Thanks for this piece. I remember that those of us who had moved on
from Civil Rights to the anti-war movement longed for Dr. King to speak
out against the war; indeed, there were some who denounced him for not
doing so, while others understood that his doing so would cause
difficulty for the civil rights movement, which still had things to
accomplish.
When he finally gave the sermon at Riverside Church, it was broadcast
(and rebroadcast) on WRVR, Riverside Church's-then fm station, which
carried their services and a mix of classical and jazz. Those of us who
had joined the anti-war movement rejoiced that he had finally come out
aganst the war, which many of us saw as of a piece with the civil rights
question.
Yes, it did lead to yet more denunciations of Dr. King as red; but this
was nothing new: it went back all the way to Montgomery, once it was
learned that he was associated with the Highlander School and those
nasty New York Jewish liberals, some of whom did indeed have present or
past Communist ties.
ANYthing on the even the right fringe of the liberal side of politics
was often so denounced in the 40's-60's-- even, e.g., my future
mother-in-law for urging public kindergartens in Houston, or my cousin,
a Presbyterian minister, when his Houston congregation's elders refused
to allow a John Bircher to donate American flags to put in every Sunday
School classroom. (Both of these things from the mid-50's.) The
Birchers were all over the place in the newspapers and on radio and tv.

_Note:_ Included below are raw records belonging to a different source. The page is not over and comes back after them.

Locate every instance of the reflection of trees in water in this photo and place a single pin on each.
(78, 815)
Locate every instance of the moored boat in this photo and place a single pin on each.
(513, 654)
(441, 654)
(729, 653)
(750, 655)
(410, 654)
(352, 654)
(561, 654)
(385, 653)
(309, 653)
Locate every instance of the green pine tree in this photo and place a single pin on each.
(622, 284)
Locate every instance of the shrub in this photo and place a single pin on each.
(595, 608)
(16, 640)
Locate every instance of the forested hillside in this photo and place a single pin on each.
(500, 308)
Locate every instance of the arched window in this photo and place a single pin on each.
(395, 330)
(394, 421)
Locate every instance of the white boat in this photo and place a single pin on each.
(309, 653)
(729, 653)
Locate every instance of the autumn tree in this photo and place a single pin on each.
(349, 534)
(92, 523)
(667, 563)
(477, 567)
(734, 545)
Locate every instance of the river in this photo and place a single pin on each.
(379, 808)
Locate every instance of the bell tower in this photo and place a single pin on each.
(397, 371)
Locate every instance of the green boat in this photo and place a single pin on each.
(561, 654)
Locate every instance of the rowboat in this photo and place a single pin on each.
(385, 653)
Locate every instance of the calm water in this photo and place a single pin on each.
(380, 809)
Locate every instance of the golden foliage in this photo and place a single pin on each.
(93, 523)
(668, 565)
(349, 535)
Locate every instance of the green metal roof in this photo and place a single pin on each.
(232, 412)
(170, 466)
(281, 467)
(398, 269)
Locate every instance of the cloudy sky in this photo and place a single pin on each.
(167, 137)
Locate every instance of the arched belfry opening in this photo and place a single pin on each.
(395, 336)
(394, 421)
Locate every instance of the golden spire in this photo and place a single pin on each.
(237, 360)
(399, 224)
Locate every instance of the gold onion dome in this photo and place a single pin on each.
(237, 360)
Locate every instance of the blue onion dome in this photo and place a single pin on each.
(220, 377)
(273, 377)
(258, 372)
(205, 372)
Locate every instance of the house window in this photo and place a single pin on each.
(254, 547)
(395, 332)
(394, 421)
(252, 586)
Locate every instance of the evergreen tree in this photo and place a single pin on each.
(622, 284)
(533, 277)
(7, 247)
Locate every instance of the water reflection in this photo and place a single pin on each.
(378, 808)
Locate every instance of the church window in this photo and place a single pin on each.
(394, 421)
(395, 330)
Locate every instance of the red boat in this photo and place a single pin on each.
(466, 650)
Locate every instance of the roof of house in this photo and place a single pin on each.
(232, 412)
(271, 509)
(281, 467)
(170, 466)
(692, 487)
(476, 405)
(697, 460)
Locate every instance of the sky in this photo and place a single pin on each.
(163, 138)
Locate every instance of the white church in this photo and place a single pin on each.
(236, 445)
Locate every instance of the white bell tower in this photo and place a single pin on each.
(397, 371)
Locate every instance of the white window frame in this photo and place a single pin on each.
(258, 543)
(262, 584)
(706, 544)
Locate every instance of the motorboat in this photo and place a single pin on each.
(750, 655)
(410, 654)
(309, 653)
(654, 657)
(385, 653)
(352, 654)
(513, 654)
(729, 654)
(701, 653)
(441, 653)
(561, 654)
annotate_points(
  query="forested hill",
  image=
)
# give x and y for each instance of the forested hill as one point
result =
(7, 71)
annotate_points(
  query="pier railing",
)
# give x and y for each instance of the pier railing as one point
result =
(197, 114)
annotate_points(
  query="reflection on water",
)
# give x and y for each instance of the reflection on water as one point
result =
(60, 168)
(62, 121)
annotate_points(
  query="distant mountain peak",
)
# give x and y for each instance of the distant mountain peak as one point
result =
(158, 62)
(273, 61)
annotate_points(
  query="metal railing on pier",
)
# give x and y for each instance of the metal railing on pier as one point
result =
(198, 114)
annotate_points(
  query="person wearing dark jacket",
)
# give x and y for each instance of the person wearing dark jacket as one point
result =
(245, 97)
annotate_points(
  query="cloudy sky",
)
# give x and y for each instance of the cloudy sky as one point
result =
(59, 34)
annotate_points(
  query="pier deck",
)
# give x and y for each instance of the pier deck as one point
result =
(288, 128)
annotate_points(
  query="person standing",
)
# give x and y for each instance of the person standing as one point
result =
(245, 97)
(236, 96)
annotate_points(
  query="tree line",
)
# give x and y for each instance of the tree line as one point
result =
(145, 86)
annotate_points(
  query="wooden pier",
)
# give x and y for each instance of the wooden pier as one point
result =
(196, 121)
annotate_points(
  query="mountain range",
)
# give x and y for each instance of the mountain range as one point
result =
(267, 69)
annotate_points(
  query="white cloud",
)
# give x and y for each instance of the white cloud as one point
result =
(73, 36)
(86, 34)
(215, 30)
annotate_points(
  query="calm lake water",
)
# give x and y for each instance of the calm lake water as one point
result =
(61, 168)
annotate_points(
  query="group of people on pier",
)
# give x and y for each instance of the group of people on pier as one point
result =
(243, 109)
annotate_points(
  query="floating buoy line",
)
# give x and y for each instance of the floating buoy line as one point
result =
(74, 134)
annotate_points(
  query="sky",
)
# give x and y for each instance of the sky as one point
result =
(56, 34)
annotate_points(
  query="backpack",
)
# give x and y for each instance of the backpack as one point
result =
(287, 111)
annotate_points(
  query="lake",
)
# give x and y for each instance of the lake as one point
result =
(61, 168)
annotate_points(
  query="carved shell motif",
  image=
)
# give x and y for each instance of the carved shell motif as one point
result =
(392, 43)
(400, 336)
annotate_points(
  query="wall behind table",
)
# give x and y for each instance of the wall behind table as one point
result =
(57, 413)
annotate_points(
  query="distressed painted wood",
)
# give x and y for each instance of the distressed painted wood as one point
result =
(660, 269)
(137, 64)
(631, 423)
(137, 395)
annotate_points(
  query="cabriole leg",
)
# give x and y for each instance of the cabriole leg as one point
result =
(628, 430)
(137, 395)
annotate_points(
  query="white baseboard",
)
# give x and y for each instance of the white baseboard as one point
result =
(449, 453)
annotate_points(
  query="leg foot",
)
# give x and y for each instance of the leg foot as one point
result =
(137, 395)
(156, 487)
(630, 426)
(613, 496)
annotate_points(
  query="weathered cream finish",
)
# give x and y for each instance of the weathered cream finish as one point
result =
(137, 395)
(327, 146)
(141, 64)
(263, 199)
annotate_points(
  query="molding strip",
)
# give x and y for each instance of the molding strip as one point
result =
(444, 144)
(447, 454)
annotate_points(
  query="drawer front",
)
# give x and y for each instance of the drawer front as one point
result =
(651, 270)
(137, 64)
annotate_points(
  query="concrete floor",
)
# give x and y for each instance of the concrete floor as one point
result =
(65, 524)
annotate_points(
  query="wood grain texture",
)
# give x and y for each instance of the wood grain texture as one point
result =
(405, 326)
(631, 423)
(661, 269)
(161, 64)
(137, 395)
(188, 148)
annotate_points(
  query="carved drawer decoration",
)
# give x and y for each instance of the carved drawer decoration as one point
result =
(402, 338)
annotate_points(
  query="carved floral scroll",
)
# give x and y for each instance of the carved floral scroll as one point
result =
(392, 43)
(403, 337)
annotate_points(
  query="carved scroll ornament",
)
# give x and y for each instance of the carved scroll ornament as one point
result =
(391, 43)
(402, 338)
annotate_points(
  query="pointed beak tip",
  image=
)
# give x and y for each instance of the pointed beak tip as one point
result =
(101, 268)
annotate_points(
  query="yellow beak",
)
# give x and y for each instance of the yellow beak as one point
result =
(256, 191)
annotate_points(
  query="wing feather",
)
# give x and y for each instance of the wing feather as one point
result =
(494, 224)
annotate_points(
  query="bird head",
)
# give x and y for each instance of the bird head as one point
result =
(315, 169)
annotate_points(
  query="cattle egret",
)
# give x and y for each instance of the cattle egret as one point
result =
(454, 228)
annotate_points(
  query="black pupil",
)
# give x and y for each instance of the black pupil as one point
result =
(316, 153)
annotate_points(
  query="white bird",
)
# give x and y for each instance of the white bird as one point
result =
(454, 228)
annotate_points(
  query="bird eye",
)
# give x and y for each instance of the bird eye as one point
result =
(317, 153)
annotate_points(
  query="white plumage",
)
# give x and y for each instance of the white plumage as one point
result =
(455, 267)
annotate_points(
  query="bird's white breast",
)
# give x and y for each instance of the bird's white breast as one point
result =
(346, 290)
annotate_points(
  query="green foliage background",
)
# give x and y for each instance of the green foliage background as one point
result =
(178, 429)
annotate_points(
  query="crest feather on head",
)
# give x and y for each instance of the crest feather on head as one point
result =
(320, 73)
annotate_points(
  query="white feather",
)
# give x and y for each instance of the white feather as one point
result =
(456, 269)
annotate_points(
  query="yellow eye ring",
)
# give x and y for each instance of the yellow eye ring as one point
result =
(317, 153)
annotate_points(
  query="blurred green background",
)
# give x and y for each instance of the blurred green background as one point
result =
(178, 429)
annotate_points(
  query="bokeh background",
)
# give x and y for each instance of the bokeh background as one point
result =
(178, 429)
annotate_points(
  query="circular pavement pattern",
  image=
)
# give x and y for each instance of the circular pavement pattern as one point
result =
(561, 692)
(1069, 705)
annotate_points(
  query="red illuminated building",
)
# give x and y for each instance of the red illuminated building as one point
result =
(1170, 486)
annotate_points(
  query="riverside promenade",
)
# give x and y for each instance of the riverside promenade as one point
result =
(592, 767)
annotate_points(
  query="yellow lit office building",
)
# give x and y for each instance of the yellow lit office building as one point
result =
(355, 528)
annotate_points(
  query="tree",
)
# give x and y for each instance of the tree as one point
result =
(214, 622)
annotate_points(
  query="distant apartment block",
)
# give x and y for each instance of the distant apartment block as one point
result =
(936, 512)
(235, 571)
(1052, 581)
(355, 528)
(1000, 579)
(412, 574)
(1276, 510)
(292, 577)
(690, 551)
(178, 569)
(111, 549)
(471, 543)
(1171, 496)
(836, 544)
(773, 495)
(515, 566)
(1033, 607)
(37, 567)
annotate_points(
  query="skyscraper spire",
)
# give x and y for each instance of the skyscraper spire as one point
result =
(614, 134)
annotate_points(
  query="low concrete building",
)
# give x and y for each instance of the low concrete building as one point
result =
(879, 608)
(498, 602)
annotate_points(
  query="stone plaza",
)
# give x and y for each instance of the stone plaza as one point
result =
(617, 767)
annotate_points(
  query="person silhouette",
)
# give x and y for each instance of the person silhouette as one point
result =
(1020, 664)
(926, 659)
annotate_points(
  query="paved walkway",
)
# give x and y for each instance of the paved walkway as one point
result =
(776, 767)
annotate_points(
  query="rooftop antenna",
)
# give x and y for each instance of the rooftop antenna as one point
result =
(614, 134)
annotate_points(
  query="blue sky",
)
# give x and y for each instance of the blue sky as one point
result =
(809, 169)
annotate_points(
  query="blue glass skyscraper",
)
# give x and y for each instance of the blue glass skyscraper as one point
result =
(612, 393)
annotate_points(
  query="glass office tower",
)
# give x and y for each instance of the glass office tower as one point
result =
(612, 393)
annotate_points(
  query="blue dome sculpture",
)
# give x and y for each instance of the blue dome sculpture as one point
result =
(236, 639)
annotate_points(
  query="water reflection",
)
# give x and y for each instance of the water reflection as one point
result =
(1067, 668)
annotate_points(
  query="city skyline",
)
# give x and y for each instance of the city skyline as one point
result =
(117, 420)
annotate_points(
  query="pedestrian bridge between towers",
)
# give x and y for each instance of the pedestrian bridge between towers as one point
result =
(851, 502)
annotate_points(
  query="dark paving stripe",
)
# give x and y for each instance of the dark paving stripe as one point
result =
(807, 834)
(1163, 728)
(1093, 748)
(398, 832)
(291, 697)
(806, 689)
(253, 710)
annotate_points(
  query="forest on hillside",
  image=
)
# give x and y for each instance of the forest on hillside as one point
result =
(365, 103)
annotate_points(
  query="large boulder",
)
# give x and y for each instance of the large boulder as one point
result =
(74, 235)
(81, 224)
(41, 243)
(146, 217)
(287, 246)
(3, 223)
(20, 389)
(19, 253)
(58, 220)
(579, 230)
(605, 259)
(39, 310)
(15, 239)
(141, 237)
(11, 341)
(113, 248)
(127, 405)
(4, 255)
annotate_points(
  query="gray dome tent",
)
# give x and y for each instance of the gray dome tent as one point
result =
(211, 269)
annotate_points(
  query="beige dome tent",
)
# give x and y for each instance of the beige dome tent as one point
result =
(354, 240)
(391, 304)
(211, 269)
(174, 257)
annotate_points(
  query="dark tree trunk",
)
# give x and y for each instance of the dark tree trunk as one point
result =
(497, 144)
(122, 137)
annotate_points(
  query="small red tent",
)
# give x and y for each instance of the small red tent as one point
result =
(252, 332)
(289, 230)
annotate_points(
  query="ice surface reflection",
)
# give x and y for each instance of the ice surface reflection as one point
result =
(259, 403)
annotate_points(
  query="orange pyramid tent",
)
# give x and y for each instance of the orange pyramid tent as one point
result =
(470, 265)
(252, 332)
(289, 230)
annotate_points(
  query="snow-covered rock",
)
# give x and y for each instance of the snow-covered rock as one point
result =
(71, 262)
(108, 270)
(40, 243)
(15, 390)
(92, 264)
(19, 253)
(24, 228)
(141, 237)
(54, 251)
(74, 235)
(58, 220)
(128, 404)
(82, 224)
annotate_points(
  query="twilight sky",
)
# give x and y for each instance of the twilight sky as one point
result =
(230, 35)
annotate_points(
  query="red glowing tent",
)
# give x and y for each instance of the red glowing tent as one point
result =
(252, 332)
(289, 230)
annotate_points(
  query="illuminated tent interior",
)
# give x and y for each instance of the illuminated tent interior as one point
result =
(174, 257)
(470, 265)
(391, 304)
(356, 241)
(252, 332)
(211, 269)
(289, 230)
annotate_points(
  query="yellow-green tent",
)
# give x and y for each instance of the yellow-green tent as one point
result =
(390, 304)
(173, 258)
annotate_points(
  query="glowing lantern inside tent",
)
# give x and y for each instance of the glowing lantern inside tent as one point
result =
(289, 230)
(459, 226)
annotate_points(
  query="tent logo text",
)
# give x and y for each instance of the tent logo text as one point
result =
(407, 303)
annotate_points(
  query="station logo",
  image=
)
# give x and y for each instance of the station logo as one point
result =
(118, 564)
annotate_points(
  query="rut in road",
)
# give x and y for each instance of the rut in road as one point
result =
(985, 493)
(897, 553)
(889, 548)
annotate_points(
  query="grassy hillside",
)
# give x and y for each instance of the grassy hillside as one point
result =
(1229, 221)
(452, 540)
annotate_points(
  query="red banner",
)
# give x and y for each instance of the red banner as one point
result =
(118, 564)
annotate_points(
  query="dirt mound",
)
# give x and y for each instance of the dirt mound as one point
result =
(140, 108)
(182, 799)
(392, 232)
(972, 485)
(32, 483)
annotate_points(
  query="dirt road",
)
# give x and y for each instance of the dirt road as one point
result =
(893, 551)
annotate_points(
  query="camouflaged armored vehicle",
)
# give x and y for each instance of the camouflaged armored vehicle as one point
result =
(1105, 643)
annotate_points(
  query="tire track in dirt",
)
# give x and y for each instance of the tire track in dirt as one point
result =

And even LBJ was labelled a "Communist" in his Congressional and the
1948 Senate campaigns, because he favored low-interest-rate Federal
loans to the Rural Electrification Program for rural power distribution
facilities to farmers who lacked electricity because the private
utilities thought the investment cost too high to build them and for the
development of co-op electric generation and transmission systems such
as the Lower Colorado River Authority (LCRA) and Brazos Electric Power
Cooperative(BEPC) which sold power to the REA coops in Texas when the
private utilities wanted too high a price for electricity -- and this
not from the right-wing organizations, but from the campaign of Texas'
Governor Coke Stevenson, his opponent in the Democratic Senate Primary
which ended in the infamous "landslide".